Introduction

Osteoporosis is a metabolic bone disease leading to reduced bone strength and manifesting in low-energy fractures [1]. Resulting pain and disability pose a huge burden on patients and society [2, 3]. Effective prevention and medical treatment for osteoporosis exist [4], but are not initiated in many patients [3, 5], partly because bone densitometry is under-utilized [6, 7]. Bone mineral density (BMD) as the single most important parameter accounts for approximately 70% of bone strength [8].

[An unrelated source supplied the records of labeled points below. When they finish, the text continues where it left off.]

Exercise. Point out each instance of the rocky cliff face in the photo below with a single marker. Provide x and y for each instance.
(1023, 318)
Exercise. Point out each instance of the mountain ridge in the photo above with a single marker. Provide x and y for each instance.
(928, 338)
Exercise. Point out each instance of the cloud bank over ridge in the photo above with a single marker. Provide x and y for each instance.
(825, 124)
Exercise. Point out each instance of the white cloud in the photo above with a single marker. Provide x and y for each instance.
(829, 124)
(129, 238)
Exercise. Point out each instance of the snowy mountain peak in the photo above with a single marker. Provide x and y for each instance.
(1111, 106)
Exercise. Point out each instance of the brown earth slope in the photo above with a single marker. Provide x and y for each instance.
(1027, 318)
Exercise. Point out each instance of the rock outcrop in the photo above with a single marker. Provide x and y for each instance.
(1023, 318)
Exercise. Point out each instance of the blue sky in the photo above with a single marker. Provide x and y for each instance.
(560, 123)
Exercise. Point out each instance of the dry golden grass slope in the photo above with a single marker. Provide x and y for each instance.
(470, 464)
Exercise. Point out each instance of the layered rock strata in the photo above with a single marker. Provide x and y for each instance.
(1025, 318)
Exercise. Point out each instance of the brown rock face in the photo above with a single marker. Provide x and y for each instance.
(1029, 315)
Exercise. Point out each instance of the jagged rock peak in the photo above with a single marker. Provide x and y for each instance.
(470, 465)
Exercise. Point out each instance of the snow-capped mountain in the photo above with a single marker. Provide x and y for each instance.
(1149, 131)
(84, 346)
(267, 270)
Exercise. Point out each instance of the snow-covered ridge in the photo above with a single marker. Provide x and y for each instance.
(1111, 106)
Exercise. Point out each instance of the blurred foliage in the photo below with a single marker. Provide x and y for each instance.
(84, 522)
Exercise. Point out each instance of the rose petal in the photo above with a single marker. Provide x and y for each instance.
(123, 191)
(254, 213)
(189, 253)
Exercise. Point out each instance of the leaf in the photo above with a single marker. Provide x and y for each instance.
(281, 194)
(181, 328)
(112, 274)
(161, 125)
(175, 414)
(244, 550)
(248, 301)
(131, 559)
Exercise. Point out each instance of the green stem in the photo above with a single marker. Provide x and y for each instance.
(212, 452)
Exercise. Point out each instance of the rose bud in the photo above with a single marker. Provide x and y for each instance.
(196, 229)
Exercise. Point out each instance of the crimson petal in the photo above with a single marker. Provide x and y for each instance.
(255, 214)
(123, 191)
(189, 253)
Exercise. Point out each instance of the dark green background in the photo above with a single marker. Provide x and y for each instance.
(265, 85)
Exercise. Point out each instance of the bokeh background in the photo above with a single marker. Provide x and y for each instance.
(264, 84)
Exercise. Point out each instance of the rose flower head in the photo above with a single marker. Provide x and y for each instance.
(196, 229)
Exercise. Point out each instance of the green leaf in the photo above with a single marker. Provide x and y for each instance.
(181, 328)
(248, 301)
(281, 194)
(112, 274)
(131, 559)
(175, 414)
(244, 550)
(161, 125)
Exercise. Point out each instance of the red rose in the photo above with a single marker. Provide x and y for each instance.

For the diagnosis of osteoporosis, the up-to-date reference standard in clinical bone densitometry is dual energy X-ray absorptiometry (DXA) [9]. This projectional technique is performed at the spine and hip in order to formulate a diagnosis based on a WHO normative population [10]. However, the role of DXA in the diagnosis of osteoporosis can be put into question, given that in a large population-based study, less than half of women (44%) and even fewer men (21%) of all individuals with prevalent osteoporotic fractures were correctly diagnosed with osteoporosis by DXA [11].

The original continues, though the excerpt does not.